FAUCI: The fact that we are going to be pulling back a bit on the mitigation in the attempt to try and get to some degree of normality - and I've always been one, as you well know, to emphasize we've got to do that very carefully and prudently. But as you pull back, if there are infections anywhere in the community or even in the world, inevitably as you pull back on your mitigation, you're going to see blips of cases. If we are not prepared, which I hope and believe we will be, to respond to those blips in cases with identification, isolation and contact tracing, those blips can become outbreaks, and those outbreaks could become real rebounds of infection.

So the one thing I am sure of is that there will be infections around in the fall and in the winter because it's not going to disappear from the planet. Our success or failure in how we deal with that is going to depend on whether or not we could efficiently and adequately respond by not allowing those blips of cases to become resurgences of cases. So it isn't inevitable that we're going to have a massive rebound. What is inevitable is that we will see cases. It's how we deal with it that's going to be the end game.

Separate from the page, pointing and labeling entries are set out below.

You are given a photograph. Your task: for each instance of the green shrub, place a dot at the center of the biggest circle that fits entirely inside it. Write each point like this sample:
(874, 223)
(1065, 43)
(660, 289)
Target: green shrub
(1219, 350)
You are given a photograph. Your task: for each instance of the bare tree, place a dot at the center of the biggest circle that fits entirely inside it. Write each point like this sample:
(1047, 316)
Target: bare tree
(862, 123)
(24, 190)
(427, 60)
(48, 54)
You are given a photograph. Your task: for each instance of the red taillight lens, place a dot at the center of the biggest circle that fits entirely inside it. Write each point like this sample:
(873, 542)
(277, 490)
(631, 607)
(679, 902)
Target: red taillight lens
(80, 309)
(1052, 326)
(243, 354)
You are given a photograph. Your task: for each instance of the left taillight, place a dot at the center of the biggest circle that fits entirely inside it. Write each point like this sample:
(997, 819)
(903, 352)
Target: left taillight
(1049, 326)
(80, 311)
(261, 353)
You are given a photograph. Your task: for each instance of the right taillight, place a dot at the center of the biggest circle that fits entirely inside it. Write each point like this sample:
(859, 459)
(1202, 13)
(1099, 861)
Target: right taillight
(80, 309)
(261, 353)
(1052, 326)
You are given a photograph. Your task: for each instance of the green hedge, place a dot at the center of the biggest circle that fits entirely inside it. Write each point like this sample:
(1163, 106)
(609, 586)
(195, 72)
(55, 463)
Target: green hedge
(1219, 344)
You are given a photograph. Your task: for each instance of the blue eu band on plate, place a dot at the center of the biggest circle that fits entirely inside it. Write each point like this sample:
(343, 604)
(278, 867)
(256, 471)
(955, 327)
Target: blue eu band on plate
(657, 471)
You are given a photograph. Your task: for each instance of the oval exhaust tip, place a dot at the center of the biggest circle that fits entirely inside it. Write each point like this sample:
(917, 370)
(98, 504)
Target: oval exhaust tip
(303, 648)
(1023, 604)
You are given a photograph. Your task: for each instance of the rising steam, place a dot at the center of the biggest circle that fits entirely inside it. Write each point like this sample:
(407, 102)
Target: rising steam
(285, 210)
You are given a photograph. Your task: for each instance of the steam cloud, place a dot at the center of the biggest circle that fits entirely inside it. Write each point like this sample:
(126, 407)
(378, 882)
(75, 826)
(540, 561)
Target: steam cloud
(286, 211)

KING: You're saying we need to stay on our toes. Earlier this...

FAUCI: Absolutely.

KING: ...Month, Harvard conducted an analysis for NPR. It found that only nine states were doing the bare minimum amount of testing that they needed to safely reopen. Do we have enough testing capacity right now in this country?

FAUCI: You know, that's a good question because there's always the perception - and perhaps in some cases the reality - that we don't. But right now, when you talk to the people in the group - in other words, in the government both federally and locally, what is happening with testing? It's getting better and better literally as the weeks go by. And we would hope - and I think it's going to turn out this way - I hope so, although I'm not directly responsible for the testing component, looking and hearing what I see from my colleagues - that the ramping up of testing over the next weeks to months should be that by the time we get in the next couple of months and approach the fall - early fall and late fall - we should have enough tests to do what we need to do.

KING: Dr. Anthony Fauci, director of the National Institute of Allergy and Infectious Diseases. He's also a member of the White House Coronavirus Task Force.

Sir, thank you so much for your time this morning. We appreciate it.

FAUCI: It's always a pleasure to be with you. Thank you for having me.